We’ll be just like being alone

Meanwhile, I can’t the reasons why I’m moving in with my friend, by heart. I can explain in detail – or in a couple of seconds, with Humor or with seriousness, in personal or in General valid words. Depending on, whether friends, family members, colleagues, or just Strangers inquire about my relationship. Because I have learned is almost everyone at some point. I would answer prefer simply: My friend and I, we’ll be just like to be alone. However, this response differs clearly from the ideas of an intact relationship, and many will be difficult for people to accept you.

“Living Apart Together” (LAT), so this Relationship is, since the Dutch Journalist Michel Berkiel 1978, for the first time in words, which deeds at that time, some artists and intellectuals couples. Separated living together – that sounds actually quite nice, I think.
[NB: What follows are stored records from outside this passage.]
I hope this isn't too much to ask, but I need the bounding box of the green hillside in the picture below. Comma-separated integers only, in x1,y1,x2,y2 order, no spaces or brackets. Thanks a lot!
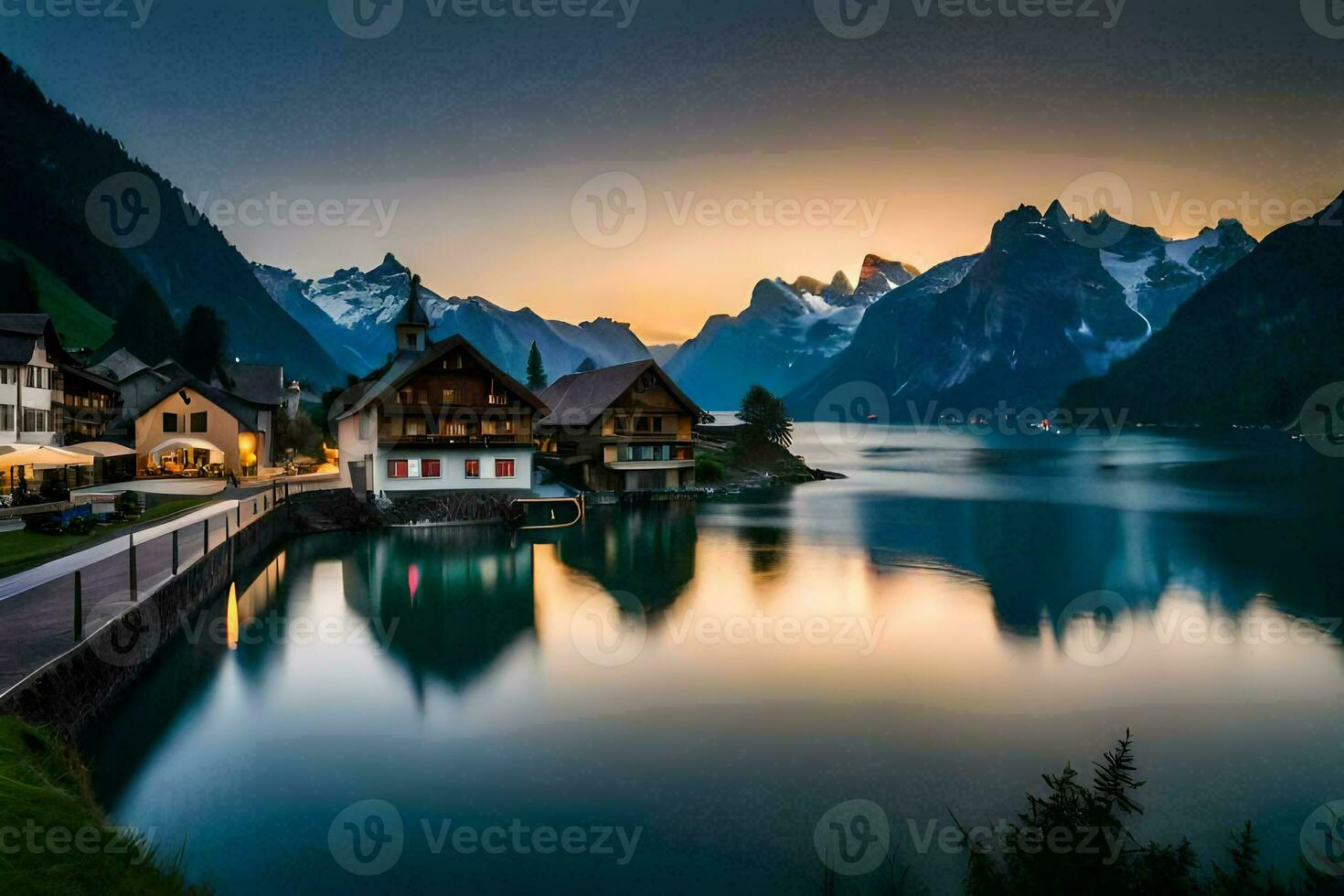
0,240,112,352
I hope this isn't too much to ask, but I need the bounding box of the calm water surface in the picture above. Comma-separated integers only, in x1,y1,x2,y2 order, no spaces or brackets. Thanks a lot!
85,426,1344,893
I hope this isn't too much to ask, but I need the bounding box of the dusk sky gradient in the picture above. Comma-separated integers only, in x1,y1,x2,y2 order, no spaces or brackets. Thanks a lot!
0,0,1344,343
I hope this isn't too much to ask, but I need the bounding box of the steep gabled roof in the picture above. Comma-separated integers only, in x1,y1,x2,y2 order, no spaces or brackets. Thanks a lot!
89,348,149,383
0,315,75,364
335,335,547,421
540,358,703,426
0,333,37,364
224,364,285,407
108,376,270,432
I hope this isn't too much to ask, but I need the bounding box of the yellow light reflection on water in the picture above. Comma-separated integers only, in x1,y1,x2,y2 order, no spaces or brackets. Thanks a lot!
229,583,238,650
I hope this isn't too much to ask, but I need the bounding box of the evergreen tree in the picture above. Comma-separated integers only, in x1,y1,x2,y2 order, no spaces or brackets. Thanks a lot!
738,386,793,449
527,343,549,392
177,305,229,387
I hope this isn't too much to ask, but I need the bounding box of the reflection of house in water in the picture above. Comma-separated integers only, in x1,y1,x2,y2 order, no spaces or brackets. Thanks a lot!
555,503,696,610
344,527,537,690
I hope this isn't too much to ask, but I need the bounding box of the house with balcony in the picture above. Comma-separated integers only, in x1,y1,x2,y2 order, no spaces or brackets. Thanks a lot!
0,315,120,444
332,278,546,497
538,360,703,492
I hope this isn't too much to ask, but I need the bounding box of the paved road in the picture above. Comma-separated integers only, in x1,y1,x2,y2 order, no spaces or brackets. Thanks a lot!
0,477,338,695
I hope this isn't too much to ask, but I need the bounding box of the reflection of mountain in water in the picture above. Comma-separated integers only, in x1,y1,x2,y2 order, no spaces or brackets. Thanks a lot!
555,503,696,612
858,497,1344,634
346,527,537,692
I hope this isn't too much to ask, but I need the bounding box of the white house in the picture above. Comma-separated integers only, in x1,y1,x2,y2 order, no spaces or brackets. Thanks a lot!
0,315,62,444
334,278,546,496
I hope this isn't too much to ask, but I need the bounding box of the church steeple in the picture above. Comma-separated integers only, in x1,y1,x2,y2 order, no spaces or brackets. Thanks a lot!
397,274,429,352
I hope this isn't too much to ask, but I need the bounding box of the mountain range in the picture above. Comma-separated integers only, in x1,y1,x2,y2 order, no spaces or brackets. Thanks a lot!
252,254,652,380
787,201,1255,419
667,255,919,410
0,55,343,387
1061,195,1344,424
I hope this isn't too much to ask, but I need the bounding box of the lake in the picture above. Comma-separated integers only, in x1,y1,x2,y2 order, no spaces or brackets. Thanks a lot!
82,424,1344,893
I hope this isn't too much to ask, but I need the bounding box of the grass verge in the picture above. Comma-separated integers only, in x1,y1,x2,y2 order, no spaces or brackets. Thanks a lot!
0,716,211,896
0,497,211,579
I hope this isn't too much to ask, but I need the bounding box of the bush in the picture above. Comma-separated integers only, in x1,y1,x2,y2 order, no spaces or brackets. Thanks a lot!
695,454,726,484
117,492,140,516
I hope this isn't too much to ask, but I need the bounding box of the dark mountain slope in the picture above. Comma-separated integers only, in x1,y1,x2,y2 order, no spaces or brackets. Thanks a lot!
0,57,343,387
1063,195,1344,424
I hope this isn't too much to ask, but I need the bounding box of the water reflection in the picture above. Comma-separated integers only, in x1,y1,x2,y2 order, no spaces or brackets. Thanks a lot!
70,430,1344,893
344,527,535,693
555,504,698,613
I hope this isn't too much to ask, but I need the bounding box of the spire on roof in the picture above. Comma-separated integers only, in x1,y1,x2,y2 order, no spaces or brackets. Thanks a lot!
397,274,429,352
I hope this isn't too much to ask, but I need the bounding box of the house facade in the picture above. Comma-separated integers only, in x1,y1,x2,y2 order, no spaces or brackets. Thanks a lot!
538,360,703,492
112,378,272,477
334,280,544,496
0,315,120,444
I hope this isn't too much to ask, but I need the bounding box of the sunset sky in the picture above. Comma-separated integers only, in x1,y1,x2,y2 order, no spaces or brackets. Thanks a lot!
0,0,1344,343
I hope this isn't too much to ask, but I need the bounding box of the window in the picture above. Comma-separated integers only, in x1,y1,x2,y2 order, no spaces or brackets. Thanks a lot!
23,407,51,432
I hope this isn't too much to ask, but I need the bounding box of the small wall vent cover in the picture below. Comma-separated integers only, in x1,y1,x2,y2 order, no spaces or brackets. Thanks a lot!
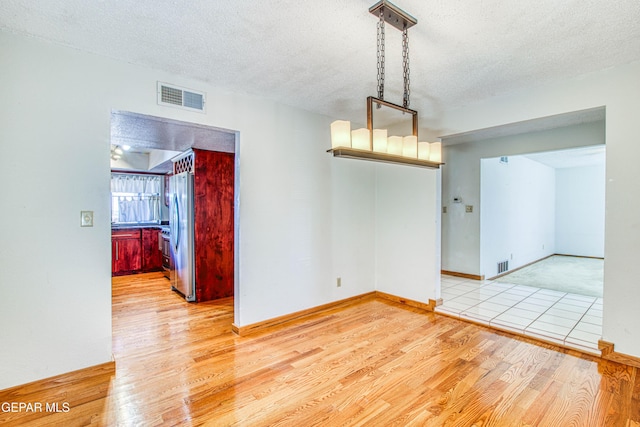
158,82,205,113
498,260,509,274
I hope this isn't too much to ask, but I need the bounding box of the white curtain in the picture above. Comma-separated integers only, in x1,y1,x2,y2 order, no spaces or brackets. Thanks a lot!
111,173,163,223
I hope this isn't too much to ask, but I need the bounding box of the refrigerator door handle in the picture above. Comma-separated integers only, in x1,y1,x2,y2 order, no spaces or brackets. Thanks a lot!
173,194,180,250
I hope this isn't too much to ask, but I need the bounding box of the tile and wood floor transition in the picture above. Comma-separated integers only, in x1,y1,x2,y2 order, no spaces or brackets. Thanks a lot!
0,273,640,427
436,275,602,355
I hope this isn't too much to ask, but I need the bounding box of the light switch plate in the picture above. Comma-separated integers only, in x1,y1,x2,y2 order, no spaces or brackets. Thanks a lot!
80,211,93,227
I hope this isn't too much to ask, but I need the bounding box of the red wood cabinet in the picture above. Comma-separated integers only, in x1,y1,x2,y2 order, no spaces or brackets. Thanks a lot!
193,148,235,301
111,228,162,276
142,228,162,271
111,228,142,276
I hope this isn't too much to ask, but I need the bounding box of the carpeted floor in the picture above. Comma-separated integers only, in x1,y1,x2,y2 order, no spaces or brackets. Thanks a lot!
495,255,604,297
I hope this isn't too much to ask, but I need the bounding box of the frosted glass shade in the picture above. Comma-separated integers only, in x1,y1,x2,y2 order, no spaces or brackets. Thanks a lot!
387,136,402,156
418,142,429,160
373,129,387,153
429,142,442,163
331,120,351,148
402,135,418,159
351,128,371,151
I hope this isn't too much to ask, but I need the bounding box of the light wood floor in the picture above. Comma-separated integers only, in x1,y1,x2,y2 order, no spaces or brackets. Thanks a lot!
0,273,640,427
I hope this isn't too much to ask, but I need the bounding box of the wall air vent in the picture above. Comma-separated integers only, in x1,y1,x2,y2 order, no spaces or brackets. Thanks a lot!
158,82,205,113
498,260,509,274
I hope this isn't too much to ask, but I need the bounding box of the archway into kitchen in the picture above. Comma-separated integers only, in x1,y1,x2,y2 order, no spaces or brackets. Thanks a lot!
111,111,239,320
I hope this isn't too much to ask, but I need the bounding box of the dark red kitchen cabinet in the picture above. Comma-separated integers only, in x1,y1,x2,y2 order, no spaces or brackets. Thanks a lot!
111,228,142,276
193,149,235,301
142,228,162,272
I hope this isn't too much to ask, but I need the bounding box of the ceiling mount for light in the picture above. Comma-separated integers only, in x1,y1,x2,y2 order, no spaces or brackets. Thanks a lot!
328,0,442,169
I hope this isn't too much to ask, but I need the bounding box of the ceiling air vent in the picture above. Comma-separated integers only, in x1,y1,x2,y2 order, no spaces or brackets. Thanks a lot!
158,82,205,113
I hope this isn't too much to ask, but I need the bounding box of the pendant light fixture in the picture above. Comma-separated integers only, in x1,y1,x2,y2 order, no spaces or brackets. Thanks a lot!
327,0,443,169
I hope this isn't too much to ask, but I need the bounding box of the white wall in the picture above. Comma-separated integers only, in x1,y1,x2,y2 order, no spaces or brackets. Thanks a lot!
375,164,440,303
0,32,436,389
556,164,605,258
480,156,556,277
437,62,640,357
442,120,605,276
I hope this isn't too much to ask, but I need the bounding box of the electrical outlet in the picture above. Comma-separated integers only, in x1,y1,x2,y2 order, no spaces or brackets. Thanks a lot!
80,211,93,227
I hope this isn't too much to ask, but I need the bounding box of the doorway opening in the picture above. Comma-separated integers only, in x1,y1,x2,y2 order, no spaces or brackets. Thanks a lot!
111,111,240,318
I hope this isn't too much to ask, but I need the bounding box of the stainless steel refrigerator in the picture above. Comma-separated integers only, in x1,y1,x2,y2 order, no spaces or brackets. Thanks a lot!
169,172,196,301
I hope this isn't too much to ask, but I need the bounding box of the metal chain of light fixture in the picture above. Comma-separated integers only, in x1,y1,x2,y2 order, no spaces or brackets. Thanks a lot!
402,26,411,108
378,8,385,103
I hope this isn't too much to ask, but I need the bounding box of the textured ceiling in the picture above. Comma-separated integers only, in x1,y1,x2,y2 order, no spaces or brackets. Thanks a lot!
0,0,640,125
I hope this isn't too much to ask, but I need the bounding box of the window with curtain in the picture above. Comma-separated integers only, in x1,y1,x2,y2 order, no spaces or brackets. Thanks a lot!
111,173,164,224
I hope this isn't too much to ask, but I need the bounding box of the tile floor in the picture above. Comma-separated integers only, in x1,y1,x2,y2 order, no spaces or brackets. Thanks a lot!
436,275,602,355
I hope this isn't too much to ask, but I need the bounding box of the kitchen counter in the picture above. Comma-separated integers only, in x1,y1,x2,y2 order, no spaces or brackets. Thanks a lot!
111,221,169,230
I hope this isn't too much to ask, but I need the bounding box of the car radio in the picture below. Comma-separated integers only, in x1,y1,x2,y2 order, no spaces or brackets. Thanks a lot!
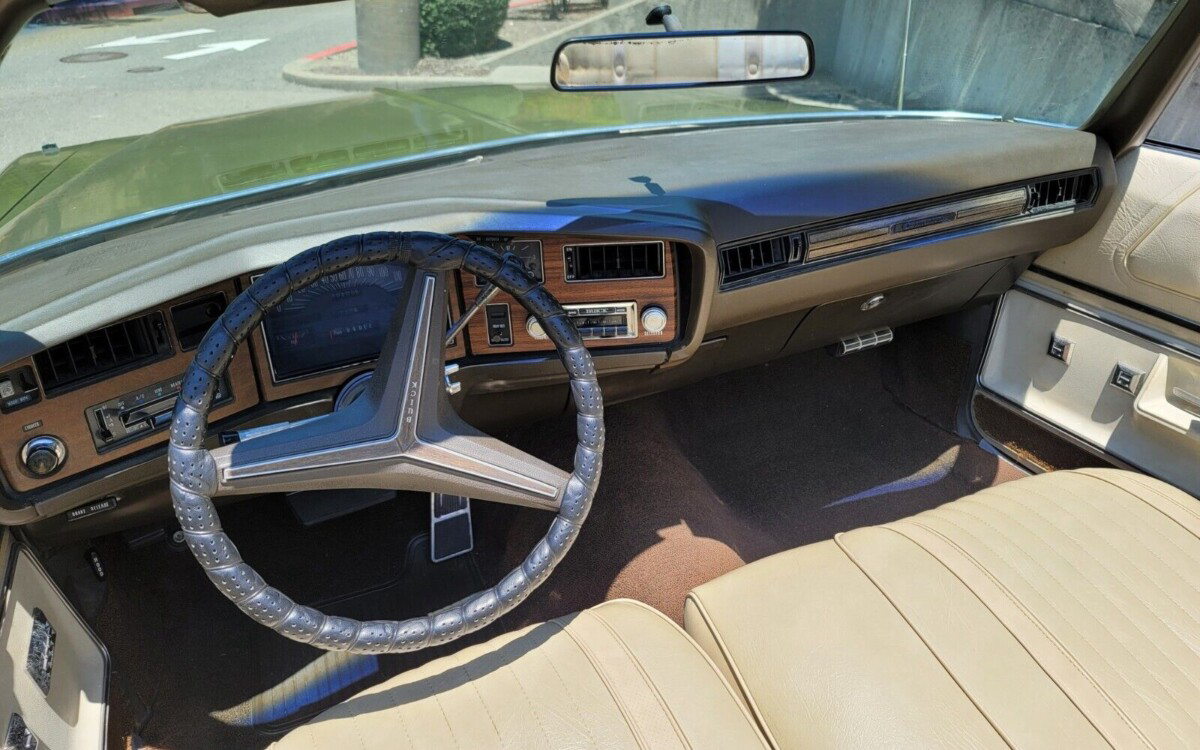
85,376,233,452
526,302,666,341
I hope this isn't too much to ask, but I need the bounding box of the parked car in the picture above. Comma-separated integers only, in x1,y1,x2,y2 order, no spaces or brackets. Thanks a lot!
0,0,1200,750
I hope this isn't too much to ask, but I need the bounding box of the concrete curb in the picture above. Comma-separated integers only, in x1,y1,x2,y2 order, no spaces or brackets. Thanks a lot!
283,58,496,91
282,0,643,91
283,58,550,91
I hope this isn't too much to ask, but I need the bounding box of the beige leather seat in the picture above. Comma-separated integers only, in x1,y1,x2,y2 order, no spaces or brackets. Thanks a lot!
278,470,1200,750
275,600,767,750
685,463,1200,749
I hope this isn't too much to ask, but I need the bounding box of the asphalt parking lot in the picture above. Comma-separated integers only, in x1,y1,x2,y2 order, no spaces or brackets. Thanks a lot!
0,1,355,166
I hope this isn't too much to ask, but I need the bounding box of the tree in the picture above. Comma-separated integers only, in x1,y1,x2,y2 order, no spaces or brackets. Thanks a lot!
354,0,421,74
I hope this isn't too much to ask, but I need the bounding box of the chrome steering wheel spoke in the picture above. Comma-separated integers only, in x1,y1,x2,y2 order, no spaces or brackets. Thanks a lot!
211,271,570,510
167,233,605,654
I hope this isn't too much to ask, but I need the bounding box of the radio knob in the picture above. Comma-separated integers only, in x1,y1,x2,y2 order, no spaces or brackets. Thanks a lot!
20,434,67,476
642,305,667,336
526,316,546,341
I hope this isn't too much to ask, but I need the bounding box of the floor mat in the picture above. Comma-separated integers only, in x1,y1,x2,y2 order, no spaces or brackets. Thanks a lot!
82,331,1020,750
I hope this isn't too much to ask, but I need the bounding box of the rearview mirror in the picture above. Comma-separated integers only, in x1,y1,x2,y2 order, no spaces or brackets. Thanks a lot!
550,31,812,91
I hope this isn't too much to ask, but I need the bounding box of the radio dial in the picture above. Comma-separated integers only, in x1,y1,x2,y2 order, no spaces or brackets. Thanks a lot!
20,434,67,476
642,305,667,336
526,316,546,341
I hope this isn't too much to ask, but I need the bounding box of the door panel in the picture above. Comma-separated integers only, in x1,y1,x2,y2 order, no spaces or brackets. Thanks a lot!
1034,146,1200,323
979,286,1200,494
0,529,108,750
978,139,1200,494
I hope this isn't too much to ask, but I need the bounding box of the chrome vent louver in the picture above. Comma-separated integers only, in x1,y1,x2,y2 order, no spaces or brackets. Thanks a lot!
563,242,664,281
721,234,804,282
34,312,172,396
720,169,1099,287
1026,173,1096,212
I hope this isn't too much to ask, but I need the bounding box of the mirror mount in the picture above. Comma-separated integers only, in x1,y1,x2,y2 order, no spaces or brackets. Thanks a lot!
646,5,683,34
550,30,812,91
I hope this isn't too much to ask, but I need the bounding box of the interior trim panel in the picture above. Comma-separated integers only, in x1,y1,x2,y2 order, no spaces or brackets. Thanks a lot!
979,289,1200,493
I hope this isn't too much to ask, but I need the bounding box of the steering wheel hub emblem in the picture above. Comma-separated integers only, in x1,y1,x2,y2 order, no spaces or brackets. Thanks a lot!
168,233,604,653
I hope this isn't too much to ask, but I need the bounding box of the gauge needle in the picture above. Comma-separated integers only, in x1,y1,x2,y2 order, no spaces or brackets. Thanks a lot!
446,284,500,346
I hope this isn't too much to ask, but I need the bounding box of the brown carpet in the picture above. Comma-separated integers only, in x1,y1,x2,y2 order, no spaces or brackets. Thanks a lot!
79,326,1020,750
492,336,1024,624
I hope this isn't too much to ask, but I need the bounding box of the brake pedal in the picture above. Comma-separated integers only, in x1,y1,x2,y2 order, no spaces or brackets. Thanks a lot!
430,492,475,563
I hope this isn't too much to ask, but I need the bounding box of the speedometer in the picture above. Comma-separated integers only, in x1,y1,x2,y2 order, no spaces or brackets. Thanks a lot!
263,263,408,383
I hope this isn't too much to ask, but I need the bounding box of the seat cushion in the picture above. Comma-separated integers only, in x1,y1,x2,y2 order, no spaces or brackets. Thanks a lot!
684,469,1200,749
275,600,767,750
Around ten percent of all couples in the Western world, should lead a study, according to such a relationship.

However, LAT is also today only as an intermediate stage socially acknowledged. Get to know each other, to kiss for the first Time, a Few and look in the LAT Phase a year or two, whether it’s running, maybe even whether you can survive a long-distance relationship. Then you have to look for a shared apartment – it is the logical consequence. The frequently quoted psychotherapist, Wolfgang Krüger said a mirror journalists once: “Who wants to lead a serious relationship, you should move in together.”